Projektportfolio Management (PMT) - Infrastruktur Print E-mail

Koordiniertes Bauen ist das A und O in der Infrastrukturerhaltung im städtischen Umfeld. Wenn die gleiche Strasse innert kurzer Zeit zweimal aufgerissen wird, kostet dies Geld und Nerven. Der Kanton Basel-Stadt koordiniert alle Erhaltungs- und Bauvorhaben im Bereich der Verkehrsinfrastruktur an zentraler Stelle und mit einem einheitlichen Tool (PM-Tool). Damit Verbunden ist Planungssicherheit, Kosteneffizienz und eine grössere Zufriedenheit aller Beteiligten.

Einleitung / Ausgangslage

Die Koordination der Infrastruktur auf dem Gebiet des Kantons Basel-Stadt erfolgte in der Vergangenheit innerhalb der sogenannten Koordinationskommission «Projekte». Darin wurden die Teilsysteme zu Erhaltungsprojekten (inkl. der eventuell gewünschten Umgestaltungen) zusammengefasst. Das Problem bestand nun darin, dass sich zum Teil die einzelnen Teilsysteme erst sehr spät an ein bereits verabschiedetes koordiniertes Projekt anhängten oder sich aus einem solchen Projekt verabschiedet haben.
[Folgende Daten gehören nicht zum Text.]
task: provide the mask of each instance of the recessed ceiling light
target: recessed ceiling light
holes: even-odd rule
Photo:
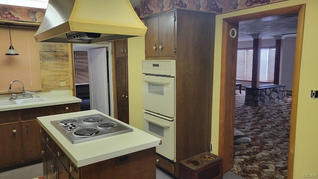
[[[47,8],[49,0],[0,0],[0,4]]]

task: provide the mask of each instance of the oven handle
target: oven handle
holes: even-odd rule
[[[168,80],[157,80],[144,79],[144,81],[147,83],[153,83],[159,84],[169,84],[170,83],[170,81]]]
[[[145,119],[146,119],[146,120],[147,120],[149,122],[151,122],[152,123],[157,124],[158,125],[159,125],[159,126],[161,126],[162,127],[164,127],[164,128],[170,127],[170,124],[169,124],[162,123],[161,122],[158,122],[158,121],[156,121],[154,120],[153,119],[150,119],[150,118],[146,117],[145,116],[144,116],[144,118],[145,118]]]

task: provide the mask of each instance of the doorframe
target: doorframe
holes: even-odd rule
[[[220,96],[220,126],[219,135],[219,155],[223,158],[224,172],[229,171],[233,167],[234,131],[235,110],[235,89],[236,79],[236,58],[233,60],[233,52],[237,51],[237,45],[229,48],[229,43],[237,44],[238,39],[229,37],[229,27],[238,25],[241,20],[258,18],[283,14],[298,12],[297,35],[296,37],[295,65],[293,80],[293,100],[291,112],[289,149],[288,154],[287,178],[292,179],[294,174],[296,125],[297,120],[300,64],[303,48],[303,37],[305,21],[306,4],[302,4],[285,7],[265,11],[257,12],[223,19],[222,27],[222,46]],[[234,74],[235,73],[235,74]],[[228,90],[227,90],[228,89]],[[228,90],[231,91],[226,91]],[[223,91],[223,92],[222,92]],[[230,113],[230,114],[229,114]]]

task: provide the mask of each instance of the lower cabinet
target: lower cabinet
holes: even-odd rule
[[[80,109],[80,103],[76,103],[0,111],[0,169],[41,160],[41,154],[46,151],[42,146],[41,152],[41,128],[37,117]]]

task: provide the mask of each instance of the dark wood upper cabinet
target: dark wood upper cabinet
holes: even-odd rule
[[[174,56],[175,21],[174,12],[145,20],[148,28],[145,35],[146,57]]]
[[[128,54],[127,39],[116,40],[115,41],[115,57],[126,57]]]

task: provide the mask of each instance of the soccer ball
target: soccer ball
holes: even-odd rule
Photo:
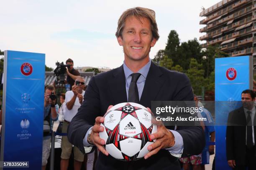
[[[100,137],[106,142],[107,151],[116,159],[126,161],[143,158],[148,146],[155,140],[150,135],[157,131],[152,117],[144,106],[133,102],[118,104],[104,116],[104,131]]]

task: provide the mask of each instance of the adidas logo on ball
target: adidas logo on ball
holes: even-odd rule
[[[126,125],[124,128],[125,130],[127,130],[128,129],[136,129],[136,128],[133,126],[133,125],[132,124],[132,123],[130,122],[127,125]]]

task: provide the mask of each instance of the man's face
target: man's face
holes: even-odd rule
[[[73,64],[73,62],[67,62],[66,64],[67,65],[70,65],[70,68],[68,68],[69,69],[69,70],[73,70],[73,67],[74,67],[74,65]]]
[[[46,89],[45,90],[45,94],[46,95],[51,95],[51,92],[53,92],[54,90],[51,90],[49,89]]]
[[[244,108],[249,110],[253,108],[255,98],[252,99],[249,93],[242,93],[241,98],[242,104]]]
[[[195,106],[197,108],[198,107],[198,99],[196,96],[194,97],[194,101],[195,101]]]
[[[62,103],[64,102],[64,100],[63,99],[62,96],[60,96],[59,97],[59,101],[61,104],[62,104]]]
[[[118,38],[118,43],[123,48],[125,60],[148,60],[150,48],[156,42],[155,38],[152,40],[151,25],[146,18],[141,18],[140,21],[133,16],[126,19],[122,33],[123,38]]]
[[[79,84],[78,85],[78,86],[79,86],[80,88],[78,88],[78,90],[81,92],[79,93],[82,93],[82,90],[84,89],[84,86],[85,86],[85,85],[84,84],[84,79],[82,78],[77,78],[75,81],[75,85],[76,85],[76,82],[79,82]],[[82,85],[82,84],[83,84]]]

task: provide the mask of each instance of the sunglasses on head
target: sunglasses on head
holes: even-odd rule
[[[81,82],[79,81],[76,81],[76,85],[78,85],[79,84],[81,84],[82,85],[84,85],[84,82]]]

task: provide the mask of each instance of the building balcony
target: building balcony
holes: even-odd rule
[[[208,46],[208,44],[207,42],[206,42],[203,44],[202,44],[201,45],[201,46],[202,48],[205,48]]]
[[[224,31],[226,31],[228,30],[228,26],[226,26],[225,27],[223,27],[221,28],[221,32],[223,32]]]
[[[232,53],[232,57],[238,56],[239,55],[243,55],[246,54],[246,50],[243,50],[239,51],[237,51]]]
[[[236,8],[237,8],[239,7],[239,6],[243,4],[246,3],[247,1],[246,1],[246,0],[240,0],[237,2],[233,4],[232,7],[233,9]]]
[[[207,26],[206,26],[206,27],[205,27],[203,28],[202,28],[200,30],[199,30],[199,32],[205,32],[205,30],[207,30]]]
[[[256,31],[256,26],[253,26],[251,28],[252,31]]]
[[[208,38],[208,37],[209,37],[208,36],[208,34],[207,34],[205,35],[201,36],[201,37],[200,37],[200,38],[199,38],[199,40],[205,40],[207,38]]]
[[[250,38],[246,38],[245,40],[241,40],[238,42],[238,45],[243,45],[244,44],[248,44],[249,43],[252,43],[253,38],[251,37]]]
[[[225,45],[222,46],[221,48],[221,50],[225,50],[228,49],[228,45]]]
[[[256,20],[256,15],[253,15],[251,17],[251,20],[253,21]]]
[[[239,32],[235,32],[232,34],[232,38],[235,38],[239,36],[240,33]]]
[[[232,53],[232,57],[244,55],[248,54],[252,54],[253,53],[253,48],[246,48],[246,49],[235,51]]]

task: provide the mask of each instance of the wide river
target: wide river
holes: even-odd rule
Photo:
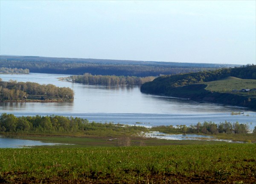
[[[256,126],[256,112],[245,108],[143,93],[138,86],[89,85],[57,79],[67,76],[38,73],[1,74],[3,81],[11,79],[70,87],[75,91],[75,99],[73,102],[0,102],[0,113],[17,116],[54,114],[81,117],[90,122],[149,126],[189,126],[205,121],[215,123],[237,121],[248,123],[251,129]],[[232,112],[244,114],[231,115]]]

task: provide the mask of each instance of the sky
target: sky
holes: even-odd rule
[[[0,0],[0,54],[256,64],[256,1]]]

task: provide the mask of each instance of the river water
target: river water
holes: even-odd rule
[[[74,91],[75,99],[72,102],[0,102],[0,112],[17,116],[73,116],[90,122],[148,126],[189,126],[204,121],[215,123],[238,121],[248,123],[251,129],[256,126],[256,112],[245,108],[143,93],[138,86],[89,85],[57,79],[67,76],[38,73],[1,74],[3,81],[11,79],[68,87]],[[231,115],[232,112],[244,114]]]

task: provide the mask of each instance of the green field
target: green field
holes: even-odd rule
[[[241,90],[242,89],[256,88],[256,80],[241,79],[233,76],[225,78],[221,80],[204,82],[204,84],[207,85],[205,89],[220,93],[232,92],[232,91],[234,89]],[[244,92],[241,93],[247,93]],[[249,92],[249,93],[255,95],[256,92]]]
[[[0,149],[0,183],[256,182],[256,145]]]

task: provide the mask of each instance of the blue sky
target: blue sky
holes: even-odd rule
[[[255,64],[255,0],[0,0],[0,54]]]

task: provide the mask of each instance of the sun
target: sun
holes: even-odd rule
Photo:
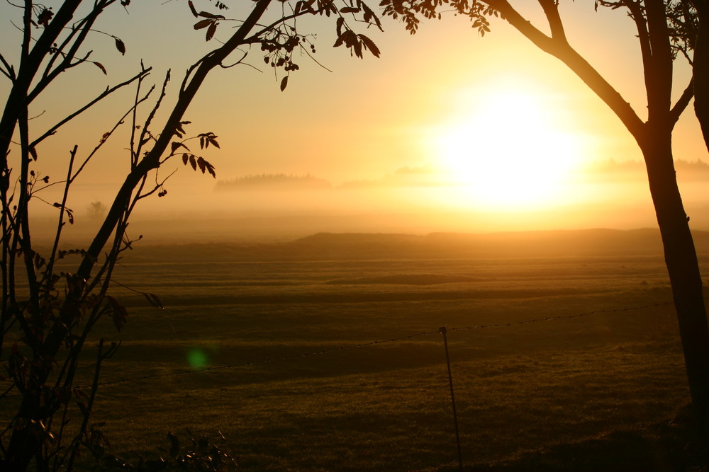
[[[437,128],[432,151],[462,206],[518,211],[571,197],[573,174],[585,159],[583,138],[543,96],[497,88]]]

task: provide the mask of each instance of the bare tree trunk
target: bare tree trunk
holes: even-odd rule
[[[692,404],[698,420],[703,421],[709,408],[709,326],[699,263],[677,185],[671,132],[666,128],[648,124],[641,149],[662,237]]]

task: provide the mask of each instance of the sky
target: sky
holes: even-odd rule
[[[536,2],[513,3],[522,5],[535,24],[542,24]],[[215,10],[209,2],[196,4],[198,10]],[[631,21],[620,10],[595,12],[591,0],[562,4],[571,45],[642,110]],[[46,4],[56,9],[59,2]],[[243,8],[240,4],[222,13],[242,18]],[[13,18],[17,10],[0,5],[5,23],[0,47],[11,59],[20,38]],[[96,29],[121,38],[125,54],[110,36],[97,32],[91,58],[108,74],[91,64],[62,74],[33,105],[32,130],[40,132],[107,86],[134,74],[141,60],[153,67],[149,81],[158,87],[172,69],[160,118],[174,103],[184,71],[231,26],[223,22],[216,40],[206,42],[204,30],[192,28],[195,22],[183,0],[135,1],[127,11],[118,6],[107,11]],[[493,21],[492,31],[480,37],[469,22],[449,15],[423,22],[412,36],[387,19],[384,33],[366,32],[381,58],[365,54],[363,59],[332,47],[334,26],[325,17],[299,22],[301,33],[316,35],[314,57],[322,67],[298,57],[300,70],[282,92],[280,77],[264,67],[259,50],[249,52],[247,64],[214,71],[185,119],[192,122],[188,134],[218,137],[220,149],[200,151],[216,166],[217,178],[168,163],[161,175],[178,171],[166,184],[167,196],[147,199],[136,218],[316,215],[350,221],[333,225],[333,231],[420,232],[654,226],[642,166],[628,170],[613,165],[642,159],[630,134],[563,64],[503,21]],[[679,94],[689,69],[681,59],[676,63]],[[7,90],[7,81],[0,83],[4,96]],[[127,88],[116,94],[48,140],[38,149],[38,171],[52,181],[63,178],[73,144],[86,155],[130,106],[134,93]],[[90,202],[110,203],[128,171],[126,127],[77,183],[70,200],[77,216]],[[691,108],[674,136],[676,159],[709,162]],[[709,229],[709,219],[702,217],[709,200],[706,183],[697,171],[703,168],[683,169],[678,172],[688,212],[696,215],[696,227]],[[252,178],[243,185],[245,178],[264,175],[293,178],[285,179],[286,184]],[[306,175],[326,184],[291,185]],[[43,194],[48,202],[53,190]],[[38,214],[53,211],[36,203]],[[400,227],[392,221],[401,221]]]

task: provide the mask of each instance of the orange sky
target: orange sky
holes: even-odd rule
[[[532,8],[535,2],[517,3],[525,5],[531,13],[539,9]],[[630,20],[620,11],[601,8],[594,13],[592,2],[566,2],[564,6],[571,44],[636,110],[643,110],[639,54]],[[208,4],[198,5],[200,8],[208,8]],[[43,129],[65,110],[74,108],[72,103],[83,103],[106,85],[129,76],[141,59],[155,67],[152,81],[157,83],[164,70],[172,67],[174,91],[182,71],[210,45],[205,44],[202,30],[192,29],[194,19],[185,2],[135,2],[128,11],[127,15],[120,7],[114,8],[99,26],[124,40],[125,56],[113,49],[110,38],[97,35],[94,57],[106,66],[108,76],[91,64],[64,74],[51,96],[33,108],[35,114],[41,114],[33,120],[33,129]],[[12,13],[6,4],[0,6],[0,18],[7,18]],[[238,12],[233,8],[227,11],[230,14],[237,16]],[[303,56],[296,61],[301,69],[291,75],[282,93],[272,71],[262,67],[257,50],[252,51],[249,63],[260,71],[246,66],[215,71],[186,118],[194,123],[188,133],[211,131],[219,137],[221,151],[210,149],[203,154],[216,166],[218,179],[309,173],[337,188],[353,180],[381,184],[403,168],[425,171],[430,174],[427,179],[435,180],[437,187],[402,190],[399,185],[386,195],[362,190],[337,199],[327,197],[324,202],[303,195],[302,208],[298,211],[376,213],[445,208],[494,213],[493,219],[498,222],[481,225],[484,230],[528,229],[532,221],[538,226],[541,220],[533,215],[548,212],[552,202],[566,207],[593,204],[596,209],[586,212],[588,218],[579,217],[574,224],[613,226],[615,219],[609,215],[604,220],[603,212],[598,209],[617,205],[618,197],[613,192],[622,195],[625,190],[632,192],[621,197],[625,203],[640,205],[643,214],[649,211],[642,175],[636,183],[640,185],[616,185],[613,192],[578,183],[575,175],[589,163],[609,159],[640,160],[640,154],[600,100],[557,59],[537,50],[511,27],[498,21],[491,33],[480,38],[466,21],[451,16],[441,22],[425,23],[419,33],[411,37],[399,24],[386,21],[384,25],[384,33],[367,33],[381,50],[381,58],[367,56],[360,60],[350,57],[342,48],[330,47],[334,22],[320,18],[300,22],[301,31],[308,28],[317,33],[316,57],[333,71]],[[222,34],[228,32],[228,25],[220,28]],[[18,35],[6,25],[0,30],[4,53]],[[598,38],[599,30],[603,31],[603,38]],[[678,66],[681,63],[678,60]],[[679,91],[686,84],[688,71],[683,64],[678,67]],[[6,86],[1,84],[0,91],[4,92]],[[58,180],[72,144],[78,142],[82,150],[88,151],[110,127],[118,110],[130,102],[132,93],[130,91],[107,101],[106,106],[87,114],[64,135],[38,149],[38,169]],[[506,105],[505,97],[510,96],[525,105],[516,109],[513,104]],[[167,103],[174,98],[174,94],[169,96]],[[676,157],[709,161],[691,112],[688,110],[674,134]],[[469,149],[465,149],[466,143]],[[82,186],[77,188],[77,207],[83,207],[86,201],[108,202],[112,189],[127,168],[124,146],[124,142],[116,140],[108,152],[90,164]],[[523,151],[527,154],[526,161],[515,161]],[[489,165],[501,159],[506,160],[504,166]],[[539,166],[528,166],[530,159]],[[506,166],[523,175],[532,175],[535,168],[544,170],[545,166],[547,170],[534,178],[541,185],[527,188],[524,181],[528,183],[529,178],[510,177],[506,184],[501,177]],[[177,167],[182,164],[168,165],[166,171]],[[552,170],[559,173],[556,180],[542,180],[542,175],[549,177]],[[500,190],[510,183],[520,195]],[[483,191],[484,184],[490,190]],[[238,193],[215,194],[214,185],[208,175],[180,168],[167,185],[168,197],[147,202],[146,209],[162,214],[185,208],[205,212],[232,207],[235,212],[259,211],[257,200],[249,197],[241,201],[243,196]],[[535,200],[532,193],[541,186],[551,196]],[[688,191],[692,195],[691,204],[698,205],[703,194],[693,188]],[[291,195],[284,206],[290,208],[300,199]],[[263,199],[264,208],[274,211],[277,201],[267,200]],[[507,221],[506,214],[510,216]],[[525,214],[532,216],[522,216]],[[649,216],[644,217],[647,221],[644,226],[652,224],[652,212]],[[570,221],[568,217],[542,219],[552,227],[569,226]],[[433,226],[431,230],[441,229]]]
Dies insbesondere deshalb, weil die Koordination auf die Ebene einer Fachabteilung delegiert war und deshalb die notwendigen Verbindlichkeiten in dieser Organisationsform nicht hergestellt werden konnten.
Die Folge waren Umprojektierungen zu einem Zeitpunkt, in der das jeweilige Projekt praktisch fertig geplant war. Dies führte zwar nur selten zu ungenügenden technischen Lösungen aber zu vielen Diskussionen. Strassen wurden in kurzen Zeitabständen aufgerissen oder dringende Erhaltungsmassnahmen wurden mehrere Jahre hinausgeschoben bis betriebliche Störungen nicht mehr ausgeschlossen werden konnten. Diese wiederum passten nicht in die koordinierten Projekte.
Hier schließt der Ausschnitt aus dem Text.